In what amounts to Hooked Up’s only clever, knowing moments, the found footage vacation horror film opens with severe retching. Clearly, Peter (Stephen Ohl) vomits from the amount of alcohol he’s ingested post-breakup with a girl named Lisa, but it really seems as if each heave and purge is in dialogue with his friend Tonio’s “bitches ain’t shit” bro philosophy. For every “you call it love, I call it a waste of time,” or “for a girl?!” there seems to be an appropriate burst of graphic, repulsive bile. And though the rest of the film is often as just as graphic with its bloodshed—or even louder with husky, testosterone-laden yelling—it’s never as on point, nor is it anything more than a typical case of “don’t leave home” tourist terror. 

Peter and Tonio (Jonah Ehrenreich) are off to Barcelona, which Tonio believes to be the Americans-get-laid-by-just-being-American capital of Europe. There, they settle into their respective roles: Tonio, with his creeper stache and slow, but aggressive cadence, is ragingly horny. Peter is of course sad, remorseful of his now broken relationship. Soon, the two are hitting bars and clubs in what is actually the capital of Catalonia, capturing exploits on an iPhone, which the film itself is shot on. This certainly lends Hooked Up a rawer feel than most of its found footage brethren; pick-up attempts are pervy, while their outright horror ordeal is unpolished. It’s still frustratingly familiar.

In Noemi (Júlia Molins) and Katia (Nastascha Wiese), the two best buds find all-too-easy companions— one is incapacitated (pervy feel, remember) and the other hides an insidious agenda. Katia leads the small group back to her empty grandfather’s home, a small apartment house of horrors that recalls the first [REC] films. There, the genuinely alluring Katia traps all inside and the film transitions into a supernatural slasher by way of iPhone video. This plays out expectedly, with Katia—whose appearance as a killer is both unsettling, and yet far too reminiscent of the poor girl who wore her boyfriend’s face in The Devil’s Rejects—popping in and out and up and down, while Paul, Tonio and Noemi run around the boarded, barb wired, treacherous space. This doesn’t allow for a ton of style outside of the phone’s flashlight finding malicious things in the dark and all the way down the hall.

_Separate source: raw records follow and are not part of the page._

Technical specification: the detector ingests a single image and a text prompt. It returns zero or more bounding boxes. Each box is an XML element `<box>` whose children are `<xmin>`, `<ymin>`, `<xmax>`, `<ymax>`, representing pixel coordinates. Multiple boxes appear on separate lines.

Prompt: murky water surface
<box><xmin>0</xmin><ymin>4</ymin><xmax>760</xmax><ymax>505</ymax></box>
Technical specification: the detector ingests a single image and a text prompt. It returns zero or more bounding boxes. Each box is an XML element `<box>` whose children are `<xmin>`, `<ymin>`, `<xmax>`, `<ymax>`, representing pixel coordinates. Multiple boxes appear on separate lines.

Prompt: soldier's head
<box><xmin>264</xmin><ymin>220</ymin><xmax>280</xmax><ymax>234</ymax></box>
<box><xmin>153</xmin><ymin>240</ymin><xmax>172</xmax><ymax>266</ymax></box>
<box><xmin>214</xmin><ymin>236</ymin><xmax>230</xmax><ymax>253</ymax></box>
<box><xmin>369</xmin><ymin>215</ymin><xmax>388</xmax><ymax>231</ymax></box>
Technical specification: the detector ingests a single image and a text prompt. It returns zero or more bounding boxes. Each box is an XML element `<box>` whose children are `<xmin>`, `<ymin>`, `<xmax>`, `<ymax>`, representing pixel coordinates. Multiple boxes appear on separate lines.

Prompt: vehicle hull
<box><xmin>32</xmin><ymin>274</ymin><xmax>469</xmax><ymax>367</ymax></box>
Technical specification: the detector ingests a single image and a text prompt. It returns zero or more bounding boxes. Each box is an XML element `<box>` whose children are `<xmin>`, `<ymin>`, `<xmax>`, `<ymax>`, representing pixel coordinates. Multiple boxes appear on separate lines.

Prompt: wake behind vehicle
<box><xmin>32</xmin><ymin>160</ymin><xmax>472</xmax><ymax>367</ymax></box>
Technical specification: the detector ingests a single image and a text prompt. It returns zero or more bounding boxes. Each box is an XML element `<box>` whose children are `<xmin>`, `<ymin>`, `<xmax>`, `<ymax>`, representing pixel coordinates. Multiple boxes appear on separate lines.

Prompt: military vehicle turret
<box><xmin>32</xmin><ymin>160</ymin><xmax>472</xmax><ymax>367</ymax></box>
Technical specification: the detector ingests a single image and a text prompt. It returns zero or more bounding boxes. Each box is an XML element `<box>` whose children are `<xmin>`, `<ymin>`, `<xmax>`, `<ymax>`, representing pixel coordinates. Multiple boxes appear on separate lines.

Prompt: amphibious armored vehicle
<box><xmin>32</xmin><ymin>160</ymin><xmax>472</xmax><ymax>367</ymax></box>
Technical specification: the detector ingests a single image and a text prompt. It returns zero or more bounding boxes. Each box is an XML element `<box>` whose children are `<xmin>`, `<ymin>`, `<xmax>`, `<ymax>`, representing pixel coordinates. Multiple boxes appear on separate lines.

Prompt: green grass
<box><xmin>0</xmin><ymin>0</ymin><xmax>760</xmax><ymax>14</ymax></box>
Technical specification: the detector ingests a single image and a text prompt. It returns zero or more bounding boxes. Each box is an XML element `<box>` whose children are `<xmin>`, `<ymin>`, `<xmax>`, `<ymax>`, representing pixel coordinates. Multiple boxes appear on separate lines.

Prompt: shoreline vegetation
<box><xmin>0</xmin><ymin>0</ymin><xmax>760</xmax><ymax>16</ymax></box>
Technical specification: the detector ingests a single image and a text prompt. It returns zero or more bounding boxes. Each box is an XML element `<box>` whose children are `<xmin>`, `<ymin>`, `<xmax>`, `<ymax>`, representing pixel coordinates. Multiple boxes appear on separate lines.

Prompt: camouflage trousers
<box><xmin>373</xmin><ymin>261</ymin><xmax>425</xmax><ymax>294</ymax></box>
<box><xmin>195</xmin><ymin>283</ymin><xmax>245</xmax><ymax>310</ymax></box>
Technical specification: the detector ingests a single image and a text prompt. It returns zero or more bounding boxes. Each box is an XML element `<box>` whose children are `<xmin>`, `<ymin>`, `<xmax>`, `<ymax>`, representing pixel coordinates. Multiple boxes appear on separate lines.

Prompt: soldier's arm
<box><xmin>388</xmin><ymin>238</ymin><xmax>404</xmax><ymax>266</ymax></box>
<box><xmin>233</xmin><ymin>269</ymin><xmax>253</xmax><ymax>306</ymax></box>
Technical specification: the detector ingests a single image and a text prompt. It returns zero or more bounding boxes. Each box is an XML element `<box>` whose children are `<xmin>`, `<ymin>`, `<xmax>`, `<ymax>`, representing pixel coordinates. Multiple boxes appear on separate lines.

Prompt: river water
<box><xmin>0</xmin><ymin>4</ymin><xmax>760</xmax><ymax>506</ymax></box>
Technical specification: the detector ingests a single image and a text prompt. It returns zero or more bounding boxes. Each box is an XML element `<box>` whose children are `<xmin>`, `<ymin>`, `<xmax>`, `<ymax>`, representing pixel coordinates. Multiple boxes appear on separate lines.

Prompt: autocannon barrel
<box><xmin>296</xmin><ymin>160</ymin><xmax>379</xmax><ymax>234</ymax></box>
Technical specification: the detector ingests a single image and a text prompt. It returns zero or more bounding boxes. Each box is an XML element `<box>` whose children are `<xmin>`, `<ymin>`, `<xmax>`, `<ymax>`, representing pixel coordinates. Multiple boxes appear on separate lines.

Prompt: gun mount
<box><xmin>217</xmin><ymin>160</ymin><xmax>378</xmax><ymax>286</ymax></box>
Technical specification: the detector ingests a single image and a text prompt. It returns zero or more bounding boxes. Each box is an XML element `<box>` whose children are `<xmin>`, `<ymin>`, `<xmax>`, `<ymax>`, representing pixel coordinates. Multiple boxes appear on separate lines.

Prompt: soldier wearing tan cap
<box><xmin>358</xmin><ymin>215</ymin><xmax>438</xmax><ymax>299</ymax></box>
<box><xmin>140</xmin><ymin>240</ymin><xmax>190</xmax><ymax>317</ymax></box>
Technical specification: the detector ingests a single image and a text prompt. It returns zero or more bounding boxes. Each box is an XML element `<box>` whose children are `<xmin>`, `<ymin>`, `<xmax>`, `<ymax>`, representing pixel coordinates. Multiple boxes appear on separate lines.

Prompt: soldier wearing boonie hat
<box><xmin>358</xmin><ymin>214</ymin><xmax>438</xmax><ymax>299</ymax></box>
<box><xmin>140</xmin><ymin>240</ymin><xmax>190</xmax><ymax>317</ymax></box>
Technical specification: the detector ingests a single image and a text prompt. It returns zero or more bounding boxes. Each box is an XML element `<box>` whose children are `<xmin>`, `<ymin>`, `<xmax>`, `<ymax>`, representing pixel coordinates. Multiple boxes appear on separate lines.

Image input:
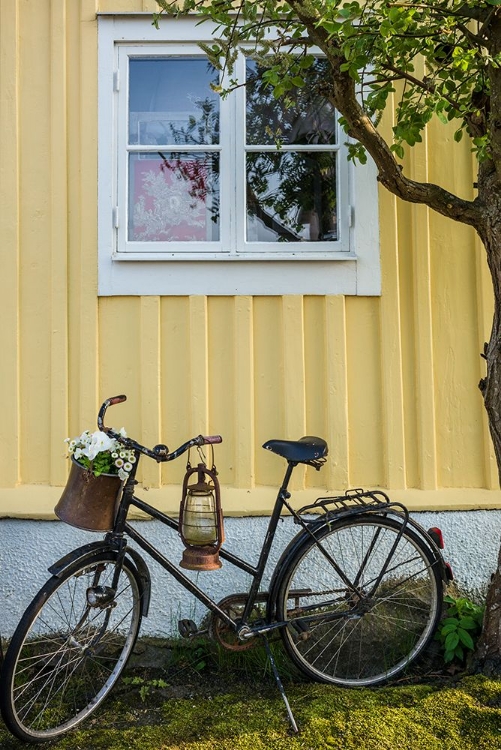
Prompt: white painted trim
<box><xmin>98</xmin><ymin>14</ymin><xmax>381</xmax><ymax>295</ymax></box>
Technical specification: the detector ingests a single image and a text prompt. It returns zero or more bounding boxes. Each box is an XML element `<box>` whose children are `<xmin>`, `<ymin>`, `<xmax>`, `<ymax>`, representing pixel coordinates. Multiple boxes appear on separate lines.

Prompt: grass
<box><xmin>0</xmin><ymin>643</ymin><xmax>501</xmax><ymax>750</ymax></box>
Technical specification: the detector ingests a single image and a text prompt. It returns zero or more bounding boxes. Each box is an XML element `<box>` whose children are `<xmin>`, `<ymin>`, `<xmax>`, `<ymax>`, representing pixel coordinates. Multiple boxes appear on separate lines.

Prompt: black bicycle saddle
<box><xmin>263</xmin><ymin>436</ymin><xmax>329</xmax><ymax>463</ymax></box>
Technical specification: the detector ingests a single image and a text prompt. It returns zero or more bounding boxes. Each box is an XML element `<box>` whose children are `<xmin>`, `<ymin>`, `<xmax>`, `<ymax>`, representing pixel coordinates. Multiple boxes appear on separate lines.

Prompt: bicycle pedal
<box><xmin>177</xmin><ymin>620</ymin><xmax>198</xmax><ymax>638</ymax></box>
<box><xmin>291</xmin><ymin>620</ymin><xmax>310</xmax><ymax>641</ymax></box>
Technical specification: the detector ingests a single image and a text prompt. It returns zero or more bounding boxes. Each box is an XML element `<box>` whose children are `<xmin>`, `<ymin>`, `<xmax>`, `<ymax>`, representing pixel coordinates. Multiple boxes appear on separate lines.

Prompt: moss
<box><xmin>0</xmin><ymin>675</ymin><xmax>501</xmax><ymax>750</ymax></box>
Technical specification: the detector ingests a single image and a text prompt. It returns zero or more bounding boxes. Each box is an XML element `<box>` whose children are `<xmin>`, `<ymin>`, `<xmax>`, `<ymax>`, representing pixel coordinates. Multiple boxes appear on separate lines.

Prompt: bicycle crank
<box><xmin>209</xmin><ymin>593</ymin><xmax>268</xmax><ymax>651</ymax></box>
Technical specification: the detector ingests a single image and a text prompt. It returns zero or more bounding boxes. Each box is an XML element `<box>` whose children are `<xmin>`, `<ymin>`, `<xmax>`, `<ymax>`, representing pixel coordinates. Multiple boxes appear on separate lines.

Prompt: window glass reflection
<box><xmin>247</xmin><ymin>151</ymin><xmax>338</xmax><ymax>242</ymax></box>
<box><xmin>129</xmin><ymin>57</ymin><xmax>219</xmax><ymax>145</ymax></box>
<box><xmin>128</xmin><ymin>152</ymin><xmax>219</xmax><ymax>242</ymax></box>
<box><xmin>246</xmin><ymin>59</ymin><xmax>336</xmax><ymax>146</ymax></box>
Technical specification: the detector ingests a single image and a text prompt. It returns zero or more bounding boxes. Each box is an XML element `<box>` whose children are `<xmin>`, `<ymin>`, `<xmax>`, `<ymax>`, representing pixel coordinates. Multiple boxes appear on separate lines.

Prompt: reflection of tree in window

The lone wrinkle in Hooked Up is the evolving interpersonal conflict between Paul and Tonio (bros do not come before murderous ghost hoes, apparently). Thanks to the madness at hand, Tonio’s swagger veneer gives way to a caring individual, while Paul’s sad insecurity ends up revealing someone altogether hateful. Unfortunately, much like Hooked Up, this is played in obvious manner: head down, eyes up, try and look evil.